He learned to fight. But against whom would he go to war? Knowing the Poles were deeply antagonistic to them, the paranoid Stalin and his Soviet military authorities became suspicious of these potential vipers they had taken into their nest. They resolved to get rid of them, one way or another. Butchering them was an option – as it had been in the massacre in the Katyn Forest back in 1940. Instead they did a deal to move them to British command in neighbouring Iran. The Poles, to their delight, were to be allowed to leave Stalin’s inhuman empire, though not without another hellish journey. This ragbag Polish army, accompanied by thousands of family members and dependants, many of them old and sick, were taken by truck hundreds of miles to a port on the Caspian Sea.3
There, stripped of all their equipment by brutal secret policemen, they were pressed on board a cargo ship and set sail, many still fearing that a Russian submarine might be waiting to sink them with a torpedo in one last act of Stalinist revenge. The boat went unhindered, but was so overcrowded that there was every chance it might sink under the weight of its human cargo as it ploughed its way across 300 miles of open water. ‘People were lying so thickly on the deck you could not move,’ Szmid recalled. ‘In the heat, dysentery forced many to relieve themselves over the railings or on the floor. Those who died were tossed overboard and their bodies followed us, pulled along in the ship’s wake. But when we arrived at our destination and disembarked in Iran, many of us were so happy to be out of the Soviet Union that we kissed the ground.’Tehran was the next staging post, reached after a treacherous truck-drive through single-track mountain passes and across precarious wooden bridges over ravines.
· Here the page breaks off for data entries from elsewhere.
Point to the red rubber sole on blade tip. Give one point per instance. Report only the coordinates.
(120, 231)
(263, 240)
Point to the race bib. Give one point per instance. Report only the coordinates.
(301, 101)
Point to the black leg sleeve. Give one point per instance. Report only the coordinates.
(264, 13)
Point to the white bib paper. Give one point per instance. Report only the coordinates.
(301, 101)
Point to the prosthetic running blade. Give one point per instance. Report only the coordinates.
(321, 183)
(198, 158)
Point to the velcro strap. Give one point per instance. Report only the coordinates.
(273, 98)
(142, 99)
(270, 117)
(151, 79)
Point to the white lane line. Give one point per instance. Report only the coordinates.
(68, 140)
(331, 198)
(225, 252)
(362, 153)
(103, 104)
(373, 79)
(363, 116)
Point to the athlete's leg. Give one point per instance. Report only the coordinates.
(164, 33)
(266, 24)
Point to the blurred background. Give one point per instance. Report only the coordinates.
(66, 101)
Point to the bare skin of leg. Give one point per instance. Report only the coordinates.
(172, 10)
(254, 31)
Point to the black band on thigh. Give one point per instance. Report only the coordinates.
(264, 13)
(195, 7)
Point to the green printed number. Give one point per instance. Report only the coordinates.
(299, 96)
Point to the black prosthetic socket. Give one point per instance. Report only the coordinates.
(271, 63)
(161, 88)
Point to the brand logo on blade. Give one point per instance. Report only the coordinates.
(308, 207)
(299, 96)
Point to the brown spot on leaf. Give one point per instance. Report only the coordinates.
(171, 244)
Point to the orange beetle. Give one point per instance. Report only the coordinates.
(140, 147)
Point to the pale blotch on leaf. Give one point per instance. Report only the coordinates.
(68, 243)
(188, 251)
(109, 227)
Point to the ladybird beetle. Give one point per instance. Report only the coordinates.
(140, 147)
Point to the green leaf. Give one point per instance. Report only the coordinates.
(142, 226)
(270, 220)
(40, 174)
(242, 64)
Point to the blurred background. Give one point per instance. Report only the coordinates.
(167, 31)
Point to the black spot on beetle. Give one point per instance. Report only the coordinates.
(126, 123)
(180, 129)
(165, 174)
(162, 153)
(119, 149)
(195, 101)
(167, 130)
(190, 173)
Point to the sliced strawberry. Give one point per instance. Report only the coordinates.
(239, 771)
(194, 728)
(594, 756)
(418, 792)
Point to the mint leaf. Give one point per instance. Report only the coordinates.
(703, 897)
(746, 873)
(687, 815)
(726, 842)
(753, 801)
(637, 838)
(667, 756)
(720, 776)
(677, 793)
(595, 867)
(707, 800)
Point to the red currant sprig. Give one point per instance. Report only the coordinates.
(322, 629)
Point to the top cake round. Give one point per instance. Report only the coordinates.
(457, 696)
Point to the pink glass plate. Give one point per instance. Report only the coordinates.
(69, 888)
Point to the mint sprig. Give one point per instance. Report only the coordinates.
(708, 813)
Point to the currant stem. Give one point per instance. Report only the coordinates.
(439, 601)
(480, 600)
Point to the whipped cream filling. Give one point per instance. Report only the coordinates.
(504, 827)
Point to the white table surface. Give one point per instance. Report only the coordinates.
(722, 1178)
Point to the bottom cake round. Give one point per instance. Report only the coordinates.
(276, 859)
Then they moved west to the sandstorms and dry heat of the deserts of northern Iraq to defend its oilfields from possible attack. ‘We had gone from one extreme of climate to another – from snow and minus 40ºC in Siberia to cloudless blue skies and temperatures of plus 40ºC.’ From there, Szmid volunteered for the Polish parachute brigade being formed in Britain. The pay, he would later admit, was his main reason. By a miracle, he had managed to locate his mother and sister, who, victims of those chaotic times, had somehow wound up in the British colony of Uganda in East Africa, penniless refugees. He needed money to send to them, and a paratrooper was paid £2 extra a week. For a boy-man who had stared danger and death in the face for so long, the extra risk involved must have seemed of little consequence. Another long journey now ensued – via Palestine and the Red Sea, down one side of Africa, round the Cape, across to Buenos Aires, back to West Africa and then up to the North Atlantic and the British Isles. Travelling in the liner
The brigade with which Szmid now went into rigorous fitness training was an elite outfit under its founder and commander, Major-General Stanislaw Sosabowski – known to his men as ‘Pops’ – a tough and charismatic Polish officer who had fought against the Germans in the defence of Warsaw but managed to escape to the West when his country surrendered.4
‘He was like a father,’ Szmid soon discovered as he came under this man’s wing. ‘He would not let you down, and we had complete trust in him.’ He felt at home in this company of peasants and nobles, barely literate labourers and university professors, men of differing backgrounds but with their Polish patriotism in common. ‘This was my place and I felt good about it. I knew that these men around me would help in an hour of need and I was prepared to help them. There was not the severe strictness as in the British army. Our officers were firm but fair. They were extremely sympathetic because of what we had all been through.’